What do you get when you decide that you can have a national church with a King as its vicar? Eventually you get women ‘bishops.’
What do you get when you make women ‘bishops?’ Feminists.
Support is growing within the Church of England to rewrite its official liturgy to refer to God as female following the selection of the first women bishops.
Growing numbers of priests already insert words such as “she” and “mother” informally into traditional service texts as part of a move to make the language of worship more inclusive, it has been claimed.
But calls for a full overhaul of liturgy to recognise the equal status of women have already been discussed informally at a senior level.
It comes after the “Transformations Steering Group”, a body which meets in Lambeth Palace to examine the impact of women in ministry on the Church of England, issued a public call to the bishops to encourage more “expansive language and imagery about God”.
Hilary Cotton, chair of Women And The Church (Watch), the group which led the campaign for female bishops, said the shift away from the traditional patriarchal language of the Book of Common Prayer in already at an “advanced” stage in some quarters.
How can people seriously believe the teachings of their religion today when things just keeps changing?
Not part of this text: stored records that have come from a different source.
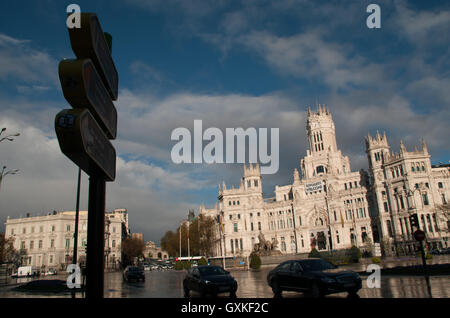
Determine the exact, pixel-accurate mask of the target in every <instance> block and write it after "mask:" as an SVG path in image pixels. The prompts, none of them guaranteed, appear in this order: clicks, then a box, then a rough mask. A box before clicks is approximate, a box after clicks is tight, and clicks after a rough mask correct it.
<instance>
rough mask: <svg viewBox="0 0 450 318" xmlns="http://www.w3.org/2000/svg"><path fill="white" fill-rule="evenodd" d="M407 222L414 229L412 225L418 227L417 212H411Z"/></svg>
mask: <svg viewBox="0 0 450 318" xmlns="http://www.w3.org/2000/svg"><path fill="white" fill-rule="evenodd" d="M409 223H410V224H411V228H412V229H413V230H414V227H416V228H419V217H418V216H417V213H414V214H411V215H410V216H409Z"/></svg>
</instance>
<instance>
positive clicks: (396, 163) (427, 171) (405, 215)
mask: <svg viewBox="0 0 450 318" xmlns="http://www.w3.org/2000/svg"><path fill="white" fill-rule="evenodd" d="M421 148H422V149H420V150H418V149H417V147H415V149H414V151H411V152H409V151H407V150H406V147H405V146H404V145H403V142H400V152H399V153H393V152H392V151H390V147H389V143H388V141H387V138H386V134H384V135H383V136H381V135H380V134H379V133H377V135H376V136H375V137H374V138H372V137H371V136H370V135H369V136H367V137H366V153H367V156H368V160H369V171H370V178H371V182H370V183H371V189H370V190H371V193H373V197H374V203H375V204H374V209H373V210H374V215H373V222H374V224H375V225H376V231H375V237H376V239H377V240H380V239H381V240H382V241H385V242H386V243H388V244H386V245H389V249H390V250H391V252H395V251H397V252H399V253H402V254H403V253H411V252H413V251H414V244H415V240H414V237H413V232H412V230H411V224H410V220H409V216H410V215H411V214H417V215H418V221H419V227H420V229H421V230H423V231H424V232H425V234H426V243H427V245H428V246H427V247H428V248H429V249H432V248H442V247H448V239H449V228H448V221H449V220H448V219H447V218H446V217H445V215H444V213H443V212H442V210H440V209H439V206H442V205H444V204H447V198H448V197H449V195H450V191H449V187H450V183H449V175H450V165H448V164H447V165H437V166H432V165H431V161H430V157H431V156H430V154H429V153H428V148H427V145H426V143H425V141H424V140H422V147H421Z"/></svg>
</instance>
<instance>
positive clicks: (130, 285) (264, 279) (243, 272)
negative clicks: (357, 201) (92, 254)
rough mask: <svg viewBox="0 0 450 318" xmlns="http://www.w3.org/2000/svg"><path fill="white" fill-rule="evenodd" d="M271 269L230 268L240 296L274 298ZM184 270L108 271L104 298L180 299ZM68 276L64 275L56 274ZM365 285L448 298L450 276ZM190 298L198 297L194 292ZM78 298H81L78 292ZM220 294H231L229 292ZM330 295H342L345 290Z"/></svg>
mask: <svg viewBox="0 0 450 318" xmlns="http://www.w3.org/2000/svg"><path fill="white" fill-rule="evenodd" d="M270 269H271V267H270V268H263V269H261V271H259V272H251V271H231V274H232V275H233V276H234V277H235V278H236V280H237V282H238V286H239V287H238V291H237V293H236V294H237V297H238V298H272V297H273V293H272V290H271V288H270V287H269V286H268V285H267V282H266V276H267V273H268V272H269V270H270ZM184 276H185V272H184V271H180V272H179V271H174V270H170V271H149V272H146V281H145V282H132V283H128V282H124V281H123V279H122V274H121V273H120V272H113V273H105V298H181V297H183V288H182V282H183V278H184ZM53 278H56V279H65V277H63V276H54V277H53ZM362 279H363V288H362V289H361V290H360V291H359V292H358V294H359V296H360V297H361V298H429V297H433V298H449V297H450V276H431V277H430V278H429V282H428V283H427V281H426V279H425V277H421V276H383V275H382V276H381V288H368V287H367V284H366V277H365V276H362ZM11 288H12V287H11V286H9V287H0V298H10V297H14V298H19V297H71V295H70V294H66V295H61V294H36V293H23V292H17V291H13V290H12V289H11ZM191 294H192V295H191V297H193V298H196V297H199V295H198V294H196V293H193V292H192V293H191ZM77 297H82V295H81V294H77ZM219 297H228V295H227V294H223V295H219ZM283 297H285V298H295V297H304V296H303V294H301V293H295V292H284V293H283ZM327 297H337V298H343V297H347V294H346V293H340V294H334V295H329V296H327Z"/></svg>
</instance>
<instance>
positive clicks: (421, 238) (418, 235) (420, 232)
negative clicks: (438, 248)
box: [414, 230, 425, 241]
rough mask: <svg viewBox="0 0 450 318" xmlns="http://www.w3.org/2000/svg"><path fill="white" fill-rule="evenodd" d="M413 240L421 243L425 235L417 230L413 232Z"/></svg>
mask: <svg viewBox="0 0 450 318" xmlns="http://www.w3.org/2000/svg"><path fill="white" fill-rule="evenodd" d="M414 238H415V239H416V241H423V240H424V239H425V233H424V232H423V231H421V230H417V231H415V232H414Z"/></svg>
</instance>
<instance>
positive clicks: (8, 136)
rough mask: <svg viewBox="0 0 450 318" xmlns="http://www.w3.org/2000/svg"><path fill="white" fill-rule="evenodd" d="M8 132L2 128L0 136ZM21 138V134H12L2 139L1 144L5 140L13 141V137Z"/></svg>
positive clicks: (19, 133) (13, 138)
mask: <svg viewBox="0 0 450 318" xmlns="http://www.w3.org/2000/svg"><path fill="white" fill-rule="evenodd" d="M5 130H6V128H2V130H1V131H0V135H1V134H2V133H3V132H4V131H5ZM18 136H20V133H16V134H12V135H7V136H5V137H3V138H0V142H2V141H3V140H8V141H13V140H14V138H11V137H18Z"/></svg>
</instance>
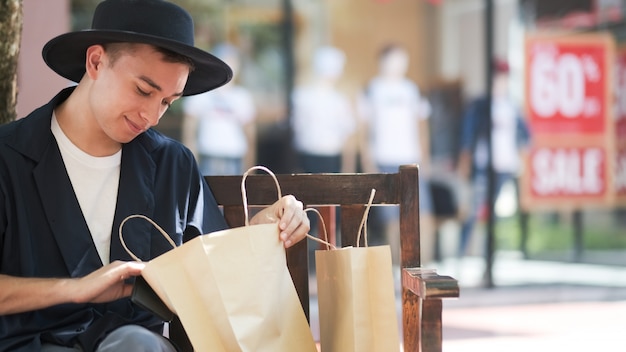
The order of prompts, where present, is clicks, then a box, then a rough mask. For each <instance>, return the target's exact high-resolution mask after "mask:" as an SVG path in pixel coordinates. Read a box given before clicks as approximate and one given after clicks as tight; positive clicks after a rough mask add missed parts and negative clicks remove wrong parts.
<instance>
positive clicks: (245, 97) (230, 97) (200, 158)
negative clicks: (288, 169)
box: [183, 43, 256, 175]
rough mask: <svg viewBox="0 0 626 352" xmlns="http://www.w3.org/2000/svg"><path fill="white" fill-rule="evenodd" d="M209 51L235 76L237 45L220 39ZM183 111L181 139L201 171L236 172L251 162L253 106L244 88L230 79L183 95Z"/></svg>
mask: <svg viewBox="0 0 626 352" xmlns="http://www.w3.org/2000/svg"><path fill="white" fill-rule="evenodd" d="M213 52H214V53H215V55H216V56H217V57H219V58H220V59H222V60H223V61H224V62H226V63H227V64H228V65H229V66H230V67H231V68H232V70H233V74H234V75H235V76H236V75H237V71H238V69H239V66H240V57H239V51H238V50H237V48H236V47H235V46H233V45H231V44H226V43H223V44H220V45H218V46H216V47H215V49H214V51H213ZM183 111H184V115H185V116H184V126H183V142H184V143H185V145H187V146H188V147H189V149H191V150H192V152H194V155H196V158H197V159H198V163H199V166H200V172H202V174H203V175H238V174H241V173H242V172H243V169H244V167H245V168H249V167H250V166H252V165H253V164H254V154H255V153H254V151H255V149H256V148H255V146H254V145H255V141H256V138H255V128H254V127H255V125H254V122H255V117H256V108H255V105H254V100H253V98H252V94H251V93H250V91H248V89H246V88H245V87H243V86H241V85H239V84H237V83H236V82H234V79H233V80H232V81H231V82H229V83H227V84H226V85H224V86H223V87H221V89H218V90H214V91H209V92H206V93H202V94H198V95H194V96H190V97H188V98H185V99H184V101H183Z"/></svg>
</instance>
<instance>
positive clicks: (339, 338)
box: [315, 190, 400, 352]
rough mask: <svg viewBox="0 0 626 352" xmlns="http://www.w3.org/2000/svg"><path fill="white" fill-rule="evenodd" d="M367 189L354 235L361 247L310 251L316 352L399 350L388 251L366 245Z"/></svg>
mask: <svg viewBox="0 0 626 352" xmlns="http://www.w3.org/2000/svg"><path fill="white" fill-rule="evenodd" d="M374 193H375V191H374V190H372V194H371V197H370V201H369V203H368V206H367V207H366V210H365V214H364V216H363V220H362V221H361V226H360V229H359V232H358V234H355V236H357V241H356V243H357V246H358V244H359V242H360V236H361V233H365V247H345V248H334V247H332V246H328V247H327V249H326V250H317V251H315V264H316V275H317V292H318V304H319V316H320V317H319V319H320V345H321V349H322V352H391V351H399V349H400V338H399V331H398V317H397V314H396V305H395V292H394V281H393V272H392V266H391V250H390V247H389V246H388V245H386V246H373V247H368V246H367V231H366V227H365V223H366V222H367V214H368V211H369V207H370V206H371V202H372V200H373V197H374Z"/></svg>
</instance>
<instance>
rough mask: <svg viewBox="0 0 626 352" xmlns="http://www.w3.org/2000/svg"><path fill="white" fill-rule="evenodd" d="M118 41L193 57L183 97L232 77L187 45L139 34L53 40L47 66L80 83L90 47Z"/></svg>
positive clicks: (66, 37) (65, 34)
mask: <svg viewBox="0 0 626 352" xmlns="http://www.w3.org/2000/svg"><path fill="white" fill-rule="evenodd" d="M117 42H129V43H142V44H150V45H154V46H157V47H161V48H165V49H167V50H171V51H173V52H175V53H178V54H181V55H184V56H186V57H188V58H190V59H191V60H192V61H193V63H194V70H193V71H192V72H191V73H190V74H189V77H188V79H187V84H186V85H185V89H184V90H183V95H185V96H187V95H194V94H199V93H203V92H206V91H209V90H212V89H215V88H217V87H220V86H222V85H224V84H226V83H228V81H230V80H231V79H232V77H233V72H232V70H231V69H230V67H229V66H228V65H227V64H226V63H224V62H223V61H222V60H220V59H218V58H217V57H215V56H213V55H211V54H209V53H207V52H206V51H204V50H201V49H198V48H196V47H193V46H189V45H186V44H184V43H181V42H178V41H174V40H168V39H164V38H162V37H155V36H151V35H146V34H139V33H136V32H125V31H106V30H84V31H80V32H70V33H66V34H62V35H60V36H58V37H55V38H53V39H51V40H50V41H49V42H48V43H46V45H45V46H44V47H43V50H42V55H43V59H44V61H45V62H46V64H47V65H48V66H49V67H50V68H51V69H52V70H54V72H56V73H58V74H59V75H61V76H62V77H64V78H67V79H69V80H71V81H73V82H77V83H78V82H79V81H80V80H81V79H82V78H83V75H84V74H85V60H86V52H87V48H89V47H90V46H92V45H96V44H107V43H117Z"/></svg>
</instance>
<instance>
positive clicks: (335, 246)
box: [304, 208, 337, 249]
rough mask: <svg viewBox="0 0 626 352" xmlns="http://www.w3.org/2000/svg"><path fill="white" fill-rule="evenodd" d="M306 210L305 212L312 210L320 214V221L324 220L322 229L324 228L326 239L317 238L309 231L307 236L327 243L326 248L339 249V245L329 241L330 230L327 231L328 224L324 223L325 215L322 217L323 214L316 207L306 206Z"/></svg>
mask: <svg viewBox="0 0 626 352" xmlns="http://www.w3.org/2000/svg"><path fill="white" fill-rule="evenodd" d="M304 211H305V212H308V211H312V212H314V213H316V214H317V215H318V216H319V218H320V221H321V222H322V229H323V230H324V239H321V238H317V237H315V236H311V235H310V234H308V233H307V234H306V237H308V238H310V239H312V240H313V241H315V242H319V243H321V244H325V245H326V249H337V247H336V246H335V245H334V244H332V243H330V242H329V241H328V231H326V224H325V223H324V217H322V214H320V212H319V211H318V210H317V209H315V208H306V209H304Z"/></svg>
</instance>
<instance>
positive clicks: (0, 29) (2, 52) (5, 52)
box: [0, 0, 22, 124]
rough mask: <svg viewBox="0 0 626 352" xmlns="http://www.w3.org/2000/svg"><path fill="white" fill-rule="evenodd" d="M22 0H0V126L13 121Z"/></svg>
mask: <svg viewBox="0 0 626 352" xmlns="http://www.w3.org/2000/svg"><path fill="white" fill-rule="evenodd" d="M21 34H22V0H0V38H2V40H0V124H4V123H7V122H9V121H13V120H15V117H16V114H17V113H16V111H15V108H16V105H17V61H18V57H19V53H20V38H21Z"/></svg>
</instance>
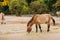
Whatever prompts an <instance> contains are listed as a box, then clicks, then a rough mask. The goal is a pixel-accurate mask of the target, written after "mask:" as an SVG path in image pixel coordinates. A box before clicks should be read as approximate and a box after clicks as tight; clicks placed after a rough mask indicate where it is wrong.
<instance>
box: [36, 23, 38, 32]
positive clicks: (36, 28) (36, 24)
mask: <svg viewBox="0 0 60 40" xmlns="http://www.w3.org/2000/svg"><path fill="white" fill-rule="evenodd" d="M36 32H38V27H37V24H36Z"/></svg>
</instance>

Does anyone ever entertain the idea that maybe some Anglicans may connect the dots between new lady bishops and this new female God?
Mrs Cotton said that while congregations were already experimenting with new terminology, it was time for the issue to be considered by the Liturgical Commission, the body which drafts official service books, as well as those drawing behind a planned new catechism.
“Until we shift considerably towards a more gender-full expression in our worship about God then we are failing God and we are missing something,” she said.
“We are [also] going to miss some of the opportunities that otherwise particularly women might feel themselves called to.”
Her comments came following a discussion at the Westminster Faith Debates on whether the consecration of women as bishops would “change” the Church of England.
The Church of England’s worship already includes some references to God as female, many of them centuries old.
I think at this point, if our great grandparents could see our day, they would only laugh and pity us in the hands of these monsters.